Дожидаясь лифта, я спросил его:
– Ты чего такой волглый?
– Не волглый я, а усталый. Неспамший. Все ждал вас, дверь не запирал. Да не дождал до утра – крепко вы загуляли… – И он на миг приподнял набрякшее веко, как бритвой-пиской полоснул меня по лицу детским ясным взглядом ярко-голубого цвета.
– Чего ж меня ждать? – усмехнулся я. – Не девка… Ложился бы и спал. В случае чего постучал бы я тебе.
– Э-э, нет, не-е-ет, – покачал он головой в малоношеной старшинской фуражке. – Не дело это. Когда вы все соберетесь – тогда можно и дом на замок.

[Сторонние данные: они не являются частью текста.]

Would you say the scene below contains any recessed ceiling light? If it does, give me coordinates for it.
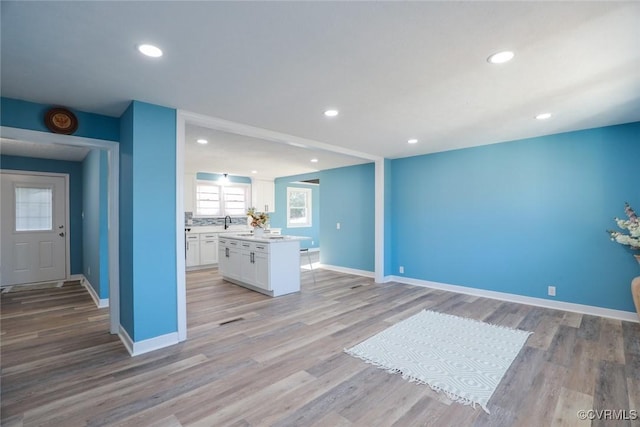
[138,44,162,58]
[536,113,551,120]
[487,50,515,64]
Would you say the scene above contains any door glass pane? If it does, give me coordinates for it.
[16,186,53,231]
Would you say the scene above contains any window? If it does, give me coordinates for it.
[287,187,311,227]
[195,181,250,216]
[15,186,53,231]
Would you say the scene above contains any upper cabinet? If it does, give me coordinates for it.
[251,179,276,212]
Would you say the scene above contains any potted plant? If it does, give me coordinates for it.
[607,203,640,317]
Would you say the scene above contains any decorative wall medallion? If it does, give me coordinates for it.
[44,107,78,135]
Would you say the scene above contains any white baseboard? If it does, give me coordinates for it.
[118,325,179,357]
[318,264,375,278]
[69,274,109,308]
[385,276,640,323]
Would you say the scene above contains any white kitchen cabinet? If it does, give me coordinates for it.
[252,179,276,212]
[200,233,218,266]
[185,233,200,267]
[218,235,304,297]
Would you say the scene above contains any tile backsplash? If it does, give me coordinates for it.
[184,212,247,226]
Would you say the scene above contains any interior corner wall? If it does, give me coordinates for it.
[82,149,109,299]
[269,173,322,251]
[391,122,640,311]
[120,101,178,342]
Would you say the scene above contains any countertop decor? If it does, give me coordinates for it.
[607,203,640,251]
[247,208,269,228]
[607,203,640,318]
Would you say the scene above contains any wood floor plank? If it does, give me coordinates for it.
[0,268,640,427]
[551,387,593,427]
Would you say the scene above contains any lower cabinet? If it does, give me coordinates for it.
[218,237,300,296]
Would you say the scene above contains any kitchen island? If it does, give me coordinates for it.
[218,233,308,297]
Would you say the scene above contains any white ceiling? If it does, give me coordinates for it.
[185,126,370,179]
[1,1,640,172]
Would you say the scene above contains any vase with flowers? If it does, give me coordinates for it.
[607,203,640,317]
[247,208,269,236]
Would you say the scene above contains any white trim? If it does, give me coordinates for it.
[118,325,179,357]
[176,110,188,341]
[0,171,71,283]
[69,274,109,308]
[373,159,382,283]
[0,126,120,334]
[388,276,640,323]
[287,186,313,228]
[314,264,375,278]
[107,144,120,334]
[176,110,385,341]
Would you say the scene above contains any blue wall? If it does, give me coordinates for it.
[271,163,375,271]
[0,98,120,284]
[0,155,83,274]
[269,177,324,251]
[120,101,178,341]
[387,123,640,311]
[82,150,109,299]
[0,98,120,141]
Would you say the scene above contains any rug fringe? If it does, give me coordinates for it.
[344,348,491,414]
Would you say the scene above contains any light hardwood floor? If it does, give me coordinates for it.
[0,269,640,427]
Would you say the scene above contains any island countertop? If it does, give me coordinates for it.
[220,232,311,243]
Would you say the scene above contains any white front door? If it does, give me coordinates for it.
[0,172,68,286]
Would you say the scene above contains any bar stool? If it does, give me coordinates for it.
[300,248,316,285]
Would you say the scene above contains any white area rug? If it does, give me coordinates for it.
[345,310,532,413]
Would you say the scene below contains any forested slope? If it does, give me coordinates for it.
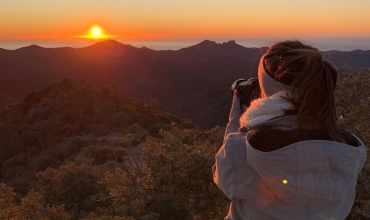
[0,69,370,220]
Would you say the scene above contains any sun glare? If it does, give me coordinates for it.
[91,27,101,37]
[75,25,117,40]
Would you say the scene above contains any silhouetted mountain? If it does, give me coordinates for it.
[0,40,370,127]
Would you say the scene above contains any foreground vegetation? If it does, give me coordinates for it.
[0,69,370,220]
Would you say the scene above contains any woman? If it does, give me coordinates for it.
[212,41,366,220]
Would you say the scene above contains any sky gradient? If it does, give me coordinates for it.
[0,0,370,47]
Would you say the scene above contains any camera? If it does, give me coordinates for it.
[231,78,261,113]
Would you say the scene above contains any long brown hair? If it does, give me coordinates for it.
[264,41,344,142]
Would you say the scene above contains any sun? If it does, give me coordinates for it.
[91,27,102,37]
[75,25,118,40]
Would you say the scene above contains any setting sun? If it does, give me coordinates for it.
[91,27,101,37]
[75,25,117,40]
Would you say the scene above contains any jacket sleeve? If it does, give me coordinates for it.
[212,132,258,200]
[225,90,241,134]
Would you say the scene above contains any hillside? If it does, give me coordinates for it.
[0,40,370,128]
[0,70,370,220]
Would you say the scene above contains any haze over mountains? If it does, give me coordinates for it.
[0,40,370,128]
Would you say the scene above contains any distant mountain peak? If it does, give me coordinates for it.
[188,40,237,51]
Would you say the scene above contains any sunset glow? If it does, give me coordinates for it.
[0,0,370,49]
[75,25,118,40]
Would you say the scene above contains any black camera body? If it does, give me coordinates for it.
[231,78,261,112]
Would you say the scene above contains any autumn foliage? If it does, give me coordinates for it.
[0,69,370,220]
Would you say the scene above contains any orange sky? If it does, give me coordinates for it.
[0,0,370,40]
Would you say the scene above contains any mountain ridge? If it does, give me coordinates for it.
[0,40,370,128]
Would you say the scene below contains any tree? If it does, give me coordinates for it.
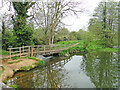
[12,2,35,46]
[55,27,69,42]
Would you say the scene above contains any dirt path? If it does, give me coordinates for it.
[0,59,38,82]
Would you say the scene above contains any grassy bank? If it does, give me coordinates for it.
[0,50,9,55]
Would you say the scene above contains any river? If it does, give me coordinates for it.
[7,51,118,88]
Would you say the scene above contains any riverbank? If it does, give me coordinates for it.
[0,57,44,83]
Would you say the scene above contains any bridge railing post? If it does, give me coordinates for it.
[19,47,21,58]
[43,45,45,54]
[9,48,11,60]
[31,46,33,57]
[28,46,30,56]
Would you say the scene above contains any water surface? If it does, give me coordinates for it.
[7,52,118,88]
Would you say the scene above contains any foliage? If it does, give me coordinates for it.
[8,60,22,64]
[0,50,9,55]
[0,66,4,76]
[55,41,79,45]
[9,85,18,90]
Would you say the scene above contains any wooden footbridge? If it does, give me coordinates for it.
[2,43,79,59]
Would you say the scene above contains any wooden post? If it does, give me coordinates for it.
[37,46,39,55]
[44,45,45,54]
[19,47,21,58]
[28,47,30,56]
[31,47,33,57]
[9,48,11,60]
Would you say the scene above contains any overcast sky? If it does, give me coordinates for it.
[64,0,120,31]
[0,0,119,31]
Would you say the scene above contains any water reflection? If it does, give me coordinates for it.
[81,52,118,88]
[7,58,71,88]
[7,52,118,88]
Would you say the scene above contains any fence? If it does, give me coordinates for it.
[8,44,71,59]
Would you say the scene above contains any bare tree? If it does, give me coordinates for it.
[32,0,83,45]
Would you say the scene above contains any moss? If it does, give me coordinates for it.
[0,50,9,55]
[0,66,5,76]
[20,66,32,71]
[13,69,15,72]
[99,48,120,52]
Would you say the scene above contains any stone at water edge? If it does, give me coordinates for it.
[64,53,70,57]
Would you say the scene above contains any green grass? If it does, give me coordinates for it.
[8,60,22,64]
[55,41,79,45]
[57,40,120,56]
[99,48,120,52]
[0,50,9,55]
[20,66,32,71]
[0,66,4,76]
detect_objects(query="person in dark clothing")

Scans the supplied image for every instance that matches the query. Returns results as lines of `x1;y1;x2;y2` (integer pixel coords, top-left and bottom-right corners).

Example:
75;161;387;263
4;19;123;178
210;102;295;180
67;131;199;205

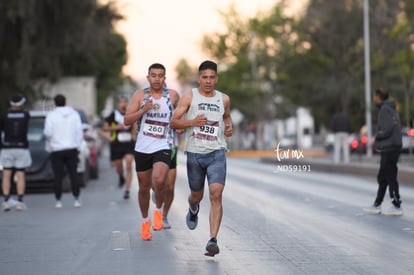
331;109;351;163
364;88;403;216
102;95;136;199
0;95;32;211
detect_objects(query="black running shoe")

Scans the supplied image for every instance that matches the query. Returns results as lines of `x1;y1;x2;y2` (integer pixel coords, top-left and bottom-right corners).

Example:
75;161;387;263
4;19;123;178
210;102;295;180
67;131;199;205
204;238;220;257
186;204;200;230
118;176;125;188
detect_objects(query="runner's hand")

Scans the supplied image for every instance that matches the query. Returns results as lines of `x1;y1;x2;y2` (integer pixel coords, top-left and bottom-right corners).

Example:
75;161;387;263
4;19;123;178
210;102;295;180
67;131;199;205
142;99;152;112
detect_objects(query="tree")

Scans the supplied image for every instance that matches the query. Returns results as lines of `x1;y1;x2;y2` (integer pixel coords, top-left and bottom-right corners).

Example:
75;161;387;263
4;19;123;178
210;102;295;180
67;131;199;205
203;1;294;121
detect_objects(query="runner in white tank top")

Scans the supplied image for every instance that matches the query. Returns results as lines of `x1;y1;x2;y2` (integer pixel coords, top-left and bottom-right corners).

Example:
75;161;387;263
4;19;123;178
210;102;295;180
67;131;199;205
170;61;233;256
124;63;179;240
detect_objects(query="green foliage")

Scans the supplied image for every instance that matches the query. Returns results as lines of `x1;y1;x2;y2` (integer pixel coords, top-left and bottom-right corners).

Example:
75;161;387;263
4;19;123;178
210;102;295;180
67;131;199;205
0;0;127;112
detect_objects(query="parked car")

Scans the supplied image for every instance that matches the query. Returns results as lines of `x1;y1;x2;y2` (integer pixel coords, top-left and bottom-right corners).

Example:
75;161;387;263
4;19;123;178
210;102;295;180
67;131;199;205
0;111;90;191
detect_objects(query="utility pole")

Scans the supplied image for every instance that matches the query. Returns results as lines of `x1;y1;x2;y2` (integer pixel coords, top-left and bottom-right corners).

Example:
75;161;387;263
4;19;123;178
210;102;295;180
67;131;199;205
364;0;372;158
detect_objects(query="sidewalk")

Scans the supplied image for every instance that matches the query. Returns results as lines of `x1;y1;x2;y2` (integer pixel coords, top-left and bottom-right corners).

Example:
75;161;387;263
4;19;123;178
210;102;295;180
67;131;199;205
229;150;414;187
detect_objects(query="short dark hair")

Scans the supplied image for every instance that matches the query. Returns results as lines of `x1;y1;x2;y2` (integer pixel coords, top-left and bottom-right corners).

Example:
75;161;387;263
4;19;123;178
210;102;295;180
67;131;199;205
54;94;66;107
375;88;390;100
148;63;166;74
198;60;217;73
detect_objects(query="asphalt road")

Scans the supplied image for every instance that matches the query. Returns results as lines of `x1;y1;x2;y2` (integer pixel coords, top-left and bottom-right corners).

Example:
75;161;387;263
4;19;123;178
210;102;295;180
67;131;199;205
0;150;414;275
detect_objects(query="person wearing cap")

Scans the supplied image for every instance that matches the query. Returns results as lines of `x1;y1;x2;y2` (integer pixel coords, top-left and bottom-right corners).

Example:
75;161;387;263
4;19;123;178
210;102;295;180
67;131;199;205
102;95;136;200
0;94;32;211
364;88;403;216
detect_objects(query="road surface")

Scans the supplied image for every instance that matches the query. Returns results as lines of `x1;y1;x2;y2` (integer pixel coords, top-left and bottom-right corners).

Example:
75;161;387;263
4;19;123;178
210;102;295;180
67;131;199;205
0;151;414;275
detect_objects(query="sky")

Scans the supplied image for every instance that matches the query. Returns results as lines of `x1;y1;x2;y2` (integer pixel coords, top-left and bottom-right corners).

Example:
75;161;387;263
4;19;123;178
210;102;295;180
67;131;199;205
116;0;294;88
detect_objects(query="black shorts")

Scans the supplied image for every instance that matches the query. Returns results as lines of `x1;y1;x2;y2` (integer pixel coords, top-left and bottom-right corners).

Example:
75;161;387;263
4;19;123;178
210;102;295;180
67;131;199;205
111;143;135;161
135;150;171;172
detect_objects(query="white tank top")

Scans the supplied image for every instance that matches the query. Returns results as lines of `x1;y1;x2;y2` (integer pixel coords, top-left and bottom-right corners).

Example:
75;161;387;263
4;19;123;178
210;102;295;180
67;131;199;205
135;92;171;154
185;88;227;154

О возвышенная душа брауншвейгского вологодца! Как ясны и естественны ее порывы! Как чист и понятен караульно-сторожевой рефлекс вологодского сердца!
Вот загадочка-то будет неплохая для грядущих за нами этнографов: а почему? Почему вологодские так ярко проявили себя на конвойной службе? А? Так зарекомендовали? Состоялись. Показались. Реализовались.
Кто это может объяснить – почему?
Почему ярославские мужики все подались в половые? Тверские – в ямщики. Вятские двинули в рогожники. Кимры прославились закройщиками. Талдом – башмачниками. В Иванове – все ткачи.